The painful truth is that vulvar and vaginal atrophy (ATROPHY!) is extremely common post-menopause. In the survey, 81% of women were UNAWARE it was a medical condition, and simply thought of it as a normal part of aging. That number is mind-blowing.
I bet you know the culprit: lack of estrogen.
Before you think there’s an easy to fix with hormone replacement, let me caution you: the majority of breast cancer tumors are estrogen-fueled. Doesn’t mean you can’t take it, but docs everywhere INSIST you talk to your doc first.
Oh, and this atrophy occurs with surgical menopause as well, along with some chemo treatments, especially if the treatment puts you into early menopause.
Ain’t being a gal FUN?!
So what can be done to help?
Keep having sex. This is a BIGGIE.
If sex is painful, if penetration seems an impossible task, one of the best options is asking your doc to recommend a pelvic floor specialist.

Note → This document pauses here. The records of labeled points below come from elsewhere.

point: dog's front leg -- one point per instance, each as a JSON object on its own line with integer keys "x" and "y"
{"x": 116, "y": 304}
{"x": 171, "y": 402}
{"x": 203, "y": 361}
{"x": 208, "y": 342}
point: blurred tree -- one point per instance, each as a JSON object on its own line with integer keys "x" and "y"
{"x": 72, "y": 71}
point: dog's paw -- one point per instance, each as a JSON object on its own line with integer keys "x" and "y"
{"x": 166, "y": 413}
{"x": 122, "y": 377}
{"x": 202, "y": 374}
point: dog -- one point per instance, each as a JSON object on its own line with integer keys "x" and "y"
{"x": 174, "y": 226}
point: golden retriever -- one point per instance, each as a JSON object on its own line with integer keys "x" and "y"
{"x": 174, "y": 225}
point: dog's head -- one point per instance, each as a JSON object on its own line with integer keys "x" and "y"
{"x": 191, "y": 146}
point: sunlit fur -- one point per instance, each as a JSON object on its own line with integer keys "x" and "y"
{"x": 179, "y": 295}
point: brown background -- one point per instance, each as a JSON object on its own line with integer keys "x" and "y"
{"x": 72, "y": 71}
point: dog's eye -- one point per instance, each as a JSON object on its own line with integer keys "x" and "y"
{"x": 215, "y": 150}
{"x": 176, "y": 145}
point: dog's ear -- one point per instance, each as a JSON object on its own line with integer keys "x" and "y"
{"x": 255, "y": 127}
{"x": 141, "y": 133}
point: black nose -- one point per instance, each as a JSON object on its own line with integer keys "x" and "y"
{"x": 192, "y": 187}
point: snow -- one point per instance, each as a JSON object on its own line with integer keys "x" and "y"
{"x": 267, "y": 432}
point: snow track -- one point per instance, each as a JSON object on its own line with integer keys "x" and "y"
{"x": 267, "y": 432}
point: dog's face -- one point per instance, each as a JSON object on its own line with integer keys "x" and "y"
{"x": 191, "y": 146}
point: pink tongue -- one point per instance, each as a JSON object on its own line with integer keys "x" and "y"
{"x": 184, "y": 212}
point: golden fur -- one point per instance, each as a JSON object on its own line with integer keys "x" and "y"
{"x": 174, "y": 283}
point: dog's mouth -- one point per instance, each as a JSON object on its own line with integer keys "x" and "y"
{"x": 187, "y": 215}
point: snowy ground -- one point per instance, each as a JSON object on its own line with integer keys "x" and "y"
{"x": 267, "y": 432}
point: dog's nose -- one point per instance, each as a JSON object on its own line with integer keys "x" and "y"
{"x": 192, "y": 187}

A common product used with a pelvic floor specialist is vaginal dilators. They are vaginal inserts that serve many purposes if you have sever vaginal atrophy.
I’ll let Memorial Sloan Kettering have the floor:
Allow your healthcare provider to perform a more thorough pelvic exam.
Make it more comfortable for you to be examined.
Prevent your vagina from becoming too narrow.
Keep your vagina more elastic.
Allow you to have vaginal sex with less discomfort.
If you see a specialist, they will direct you to a supplier of medical grade dilators.
This is serious business, ladies. For generations (apparently continuing through today), women believed that their sexual lives stopped, post-menopause. If you are in pain, or if you recognize your symptoms in this post, but thought there was nothing you could do about it, I’m here to tell you to make an appointment with your doc or a specialist who CAN help.
Life is too short, my babies.
Bow Chicka Bow Wow!
* Disclaimer: All information in this series is not intended to take the place of your doctor’s advice. Got questions? GET THEE TO A DOC!